According to the authors, the study adopts the approach used by the EPA to determine air pollution levels. Current PM2.5 and O3 air pollution concentrations were estimated for each county with a valid design value for 2013-2015 (available at https://www.epa.gov/air-trends/air-quality-design-values). A design value is the three-year average of pollution concentrations measured at each monitoring location and is used to determine whether a county is in attainment with federal air quality standards.
For O3, the design value represents the three-year average of the fourth highest daily 8-hour maximum ozone concentration. PM2.5 has both long- and short-term design values: the annual, long-term design value is the three-year average of the annual mean concentration, while the daily, short-term value is the three-year average of the 24-hour 98th percentile.

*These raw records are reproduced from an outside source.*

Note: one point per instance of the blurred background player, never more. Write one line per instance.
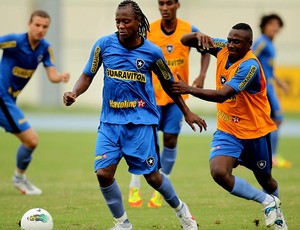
(22, 53)
(243, 119)
(166, 33)
(129, 115)
(264, 49)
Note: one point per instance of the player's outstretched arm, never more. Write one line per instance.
(197, 40)
(219, 96)
(81, 85)
(191, 118)
(55, 76)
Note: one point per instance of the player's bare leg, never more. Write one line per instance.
(29, 140)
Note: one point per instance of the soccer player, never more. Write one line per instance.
(243, 119)
(264, 49)
(166, 33)
(22, 53)
(129, 115)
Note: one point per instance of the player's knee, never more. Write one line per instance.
(105, 178)
(153, 179)
(31, 142)
(219, 174)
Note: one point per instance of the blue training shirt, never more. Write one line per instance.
(128, 94)
(19, 61)
(264, 49)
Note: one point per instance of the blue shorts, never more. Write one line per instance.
(255, 154)
(170, 120)
(12, 119)
(138, 144)
(276, 112)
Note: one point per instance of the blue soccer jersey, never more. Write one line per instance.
(264, 49)
(128, 94)
(19, 61)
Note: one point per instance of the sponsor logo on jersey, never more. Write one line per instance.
(9, 44)
(141, 103)
(261, 164)
(163, 69)
(216, 147)
(226, 117)
(96, 59)
(50, 50)
(127, 104)
(101, 156)
(170, 48)
(247, 79)
(140, 63)
(150, 161)
(126, 75)
(175, 62)
(23, 73)
(21, 121)
(222, 80)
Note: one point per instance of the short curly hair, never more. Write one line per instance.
(267, 18)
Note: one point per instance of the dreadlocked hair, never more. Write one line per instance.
(144, 25)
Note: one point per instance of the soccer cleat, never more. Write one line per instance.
(122, 223)
(134, 199)
(25, 186)
(188, 222)
(122, 226)
(280, 223)
(280, 162)
(270, 211)
(156, 200)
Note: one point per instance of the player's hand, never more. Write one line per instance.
(199, 81)
(192, 119)
(69, 98)
(205, 42)
(179, 87)
(65, 77)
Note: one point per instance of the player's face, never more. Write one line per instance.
(239, 43)
(127, 23)
(168, 9)
(272, 28)
(38, 28)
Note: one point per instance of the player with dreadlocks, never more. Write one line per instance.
(129, 115)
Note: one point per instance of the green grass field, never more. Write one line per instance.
(63, 169)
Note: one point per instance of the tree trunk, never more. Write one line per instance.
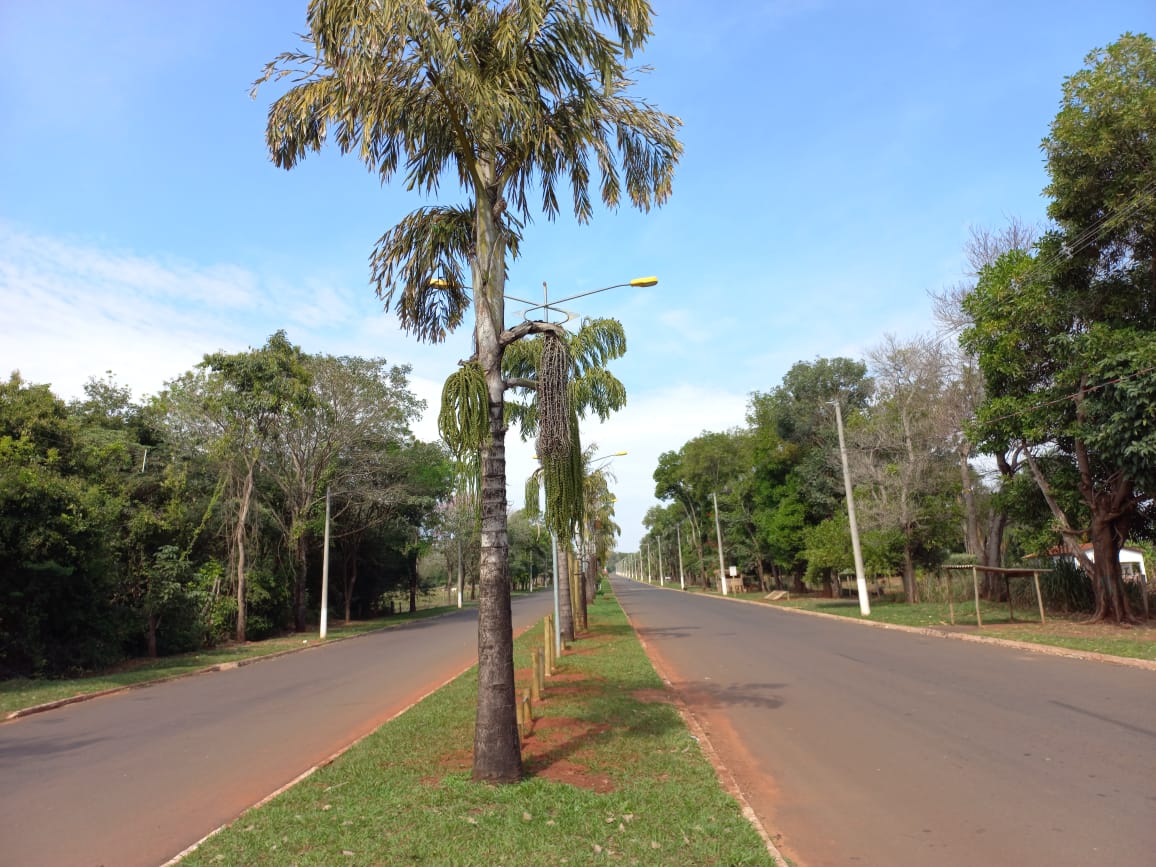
(497, 750)
(909, 573)
(153, 622)
(246, 496)
(1111, 599)
(497, 754)
(565, 609)
(970, 510)
(350, 580)
(994, 588)
(579, 594)
(301, 567)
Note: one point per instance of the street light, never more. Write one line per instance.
(547, 305)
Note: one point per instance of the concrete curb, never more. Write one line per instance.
(933, 632)
(208, 669)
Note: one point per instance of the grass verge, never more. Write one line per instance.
(613, 775)
(21, 693)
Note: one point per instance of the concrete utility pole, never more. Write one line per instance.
(718, 535)
(860, 577)
(325, 570)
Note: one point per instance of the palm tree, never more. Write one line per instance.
(591, 387)
(505, 97)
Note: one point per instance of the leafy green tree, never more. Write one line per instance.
(1067, 338)
(591, 388)
(704, 468)
(503, 97)
(58, 583)
(904, 451)
(232, 406)
(360, 407)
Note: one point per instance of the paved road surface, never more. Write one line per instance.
(866, 746)
(135, 778)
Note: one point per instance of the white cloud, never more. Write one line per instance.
(74, 311)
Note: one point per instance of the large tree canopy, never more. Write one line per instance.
(505, 98)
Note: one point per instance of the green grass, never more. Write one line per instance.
(20, 693)
(404, 795)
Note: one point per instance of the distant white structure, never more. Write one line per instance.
(1132, 561)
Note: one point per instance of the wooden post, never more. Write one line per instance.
(535, 677)
(549, 644)
(975, 584)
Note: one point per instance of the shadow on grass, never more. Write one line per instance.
(666, 632)
(764, 696)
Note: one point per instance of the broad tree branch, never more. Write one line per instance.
(530, 327)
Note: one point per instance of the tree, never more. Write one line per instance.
(984, 506)
(57, 572)
(243, 395)
(1066, 338)
(797, 472)
(502, 97)
(903, 447)
(358, 408)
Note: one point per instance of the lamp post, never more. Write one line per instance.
(860, 578)
(718, 535)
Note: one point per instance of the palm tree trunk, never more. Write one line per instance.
(565, 610)
(497, 750)
(497, 754)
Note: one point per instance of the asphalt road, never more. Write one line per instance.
(136, 777)
(865, 746)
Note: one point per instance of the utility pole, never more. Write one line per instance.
(682, 577)
(860, 577)
(718, 535)
(325, 570)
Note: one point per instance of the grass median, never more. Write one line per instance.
(612, 776)
(1067, 631)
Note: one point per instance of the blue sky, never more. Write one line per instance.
(836, 156)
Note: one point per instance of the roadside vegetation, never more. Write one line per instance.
(17, 694)
(610, 775)
(1015, 431)
(1073, 632)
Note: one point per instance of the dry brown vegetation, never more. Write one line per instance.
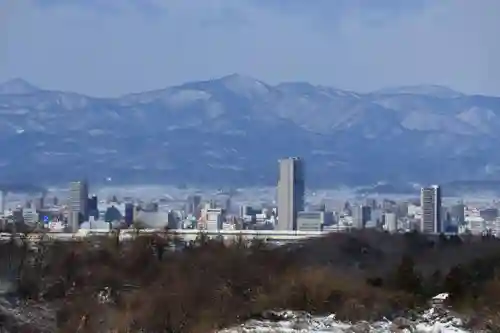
(209, 285)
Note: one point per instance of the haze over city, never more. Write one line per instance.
(229, 166)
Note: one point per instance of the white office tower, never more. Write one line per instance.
(430, 201)
(2, 203)
(391, 222)
(291, 190)
(78, 204)
(212, 218)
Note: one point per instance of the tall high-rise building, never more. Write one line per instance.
(193, 205)
(361, 214)
(78, 203)
(291, 191)
(2, 202)
(430, 201)
(92, 207)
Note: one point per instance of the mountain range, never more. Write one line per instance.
(232, 130)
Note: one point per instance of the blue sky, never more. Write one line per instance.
(111, 47)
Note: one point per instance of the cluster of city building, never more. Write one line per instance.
(289, 212)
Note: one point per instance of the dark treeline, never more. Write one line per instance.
(100, 284)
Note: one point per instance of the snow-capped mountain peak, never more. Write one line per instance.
(17, 86)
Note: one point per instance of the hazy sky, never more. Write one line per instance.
(110, 47)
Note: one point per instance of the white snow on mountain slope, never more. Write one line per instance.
(434, 320)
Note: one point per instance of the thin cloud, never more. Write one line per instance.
(132, 46)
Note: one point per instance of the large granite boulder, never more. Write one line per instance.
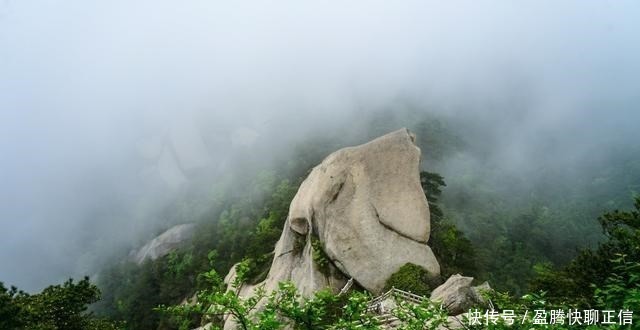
(366, 207)
(458, 296)
(363, 207)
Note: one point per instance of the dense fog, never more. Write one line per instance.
(108, 109)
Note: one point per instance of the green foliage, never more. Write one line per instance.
(412, 278)
(454, 251)
(57, 307)
(622, 288)
(612, 262)
(423, 316)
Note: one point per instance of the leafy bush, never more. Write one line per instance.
(412, 278)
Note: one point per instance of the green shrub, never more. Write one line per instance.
(412, 278)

Because air quality has been improving across the U.S., the authors said that the Health of the Air Report will be updated regularly.
"Air quality in the U.S. has benefitted from more protective federal standards in response to evidence from health studies, and there are likely further benefits to be gained by standards even lower than those now recommended by the ATS," said ATS President Marc Moss, MD, who is Roger S. Mitchell Professor of Medicine in the Division of Pulmonary Sciences and Critical Care Medicine at the University of Colorado School of Medicine.
Dr. Moss added that extensive research has not identified an air pollution threshold below which there are no health benefits. "We would encourage cities that can improve their air quality further after meeting the ATS guidelines to do so. Their residents will live healthier lives," he said.